Cavusoglu warf Deutschland vor, Partei zu ergreifen und kein Vermittler mehr zu sein, wie Bundeskanzlerin Angela Merkel (CDU) es gewesen sei. „Frau Merkel hat das getan. Um die Wahrheit zu sagen war Deutschland in dieser Zeit ein ehrlicher Vermittler. Es war ausgewogen. Deutschlands Politik war ausgewogen“, sagte Cavusoglu. Das sei nun nicht mehr der Fall. Drittländer wie Deutschland „dürfen sich nicht auf Provokationen und Propaganda, vor allem aus Griechenland und dem griechischen Teil Zyperns, einlassen“.

Auch beim Thema Syrien gerieten die beiden aneinander. Baerbock warnte Cavusoglu vor einer neuen Offensive in dem Nachbarland. Ankara will dort die von der Regierung als Terrororganisation angesehene Kurdenmiliz YPG bekämpfen. Cavusoglu sagte, es handele sich um Kampf gegen den Terror und nicht um eine Militäroperation.

Besonders verärgert reagierte der türkische Außenminister auf Kritik Baerbocks an der Inhaftierung des türkischen Kulturförderers Osman Kavala. Die Grünen-Politikerin betonte, dass man Urteile des Europäischen Gerichtshofs für Menschenrechte (EGMR) achten müsse. „Dazu gehört für mich auch die vom Europäischen Gerichtshof für Menschenrechte angeordnete Freilassung von Osman Kavala“, sagte sie. Cavusoglu reagierte erbost und warf Deutschland vor, Kavala gegen die Türkei zu benutzen und ihn zu finanzieren. Kavala war im April im Zusammenhang mit den Gezi-Protesten 2013 zu lebenslanger Haft verurteilt worden. Er sitzt seit 2017 im Gefängnis.

Bei der Opposition kam Baerbocks Haltung gut an. „Direkte Aussagen und Konfrontation sind manchmal unausweichlich, nicht nur erforderlich“, sagte der Co-Vorsitzende der HDP nach einem Gespräch mit Baerbock. Cavusoglu spreche bei solchen Treffen immer eine sehr klare Sprache. Dies sei nun das erste Mal, dass sein deutsches Gegenüber sich auch so klar verhalten habe. „Das war in Ordnung.“

In Ankara besuchte Baerbock zunächst das Mausoleum für Staatsgründer Mustafa Kemal Atatürk und legte dort einen Kranz nieder. Das ist obligatorisch bei einem Antrittsbesuch. Anschließend traf sie die drei Oppositionsvertreter. Beobachter gehen davon aus, dass sechs Oppositionsparteien sich zu einem Bündnis zusammenschließen und einen gemeinsamen Kandidaten für die im Juni 2023 geplanten Wahlen aufstellen. Dann werden gleichzeitig Parlament und Präsident neu gewählt.

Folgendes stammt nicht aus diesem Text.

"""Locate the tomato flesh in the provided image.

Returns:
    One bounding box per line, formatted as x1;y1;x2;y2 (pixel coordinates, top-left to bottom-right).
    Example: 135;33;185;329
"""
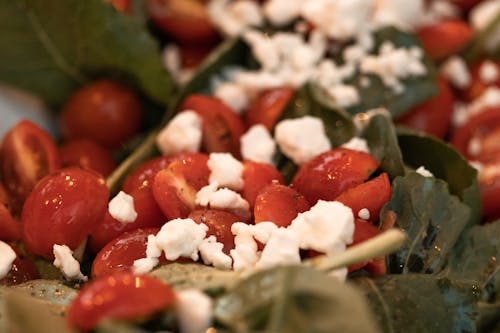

Umfragewerte Erdogans zuletzt gesunken

Die Opposition hofft, dann Präsident Recep Tayyip Erdogan abzulösen, der seit fast 20 Jahren an der Macht ist. Die Umfragewerte Erdogans und seiner islamisch-konservativen Regierungspartei AKP waren zuletzt gesunken. Laut einer Erhebung des Instituts Metropoll hätte die AKP bei Wahlen in diesem Juni die absolute Mehrheit im aktuellen Bündnis mit der ultranationalistischen Partei MHP verfehlt. Auch Erdogans Beliebtheit sinkt. In einer vor zwei Tagen veröffentlichen Metropoll-Umfrage waren rund 54 Prozent der Befragten der Meinung, dass Erdogan keinen guten Job als Präsident macht. Bestimmendes Thema in der Türkei ist zurzeit die schwächelnde Wirtschaft mit einer massiven Inflation von offiziell rund 80 Prozent.

Die Opposition in der Türkei steht seit Jahren massiv unter Druck. Der pro-kurdischen Oppositionspartei HDP etwa droht ein Verbot. Der ehemalige Parteivorsitzende Selahattin Demirtas sitzt seit 2016 wegen Terrorvorwürfen im Gefängnis, obwohl der Europäische Gerichtshof für Menschenrechte 2020 die Freilassung des Politikers angeordnet hatte.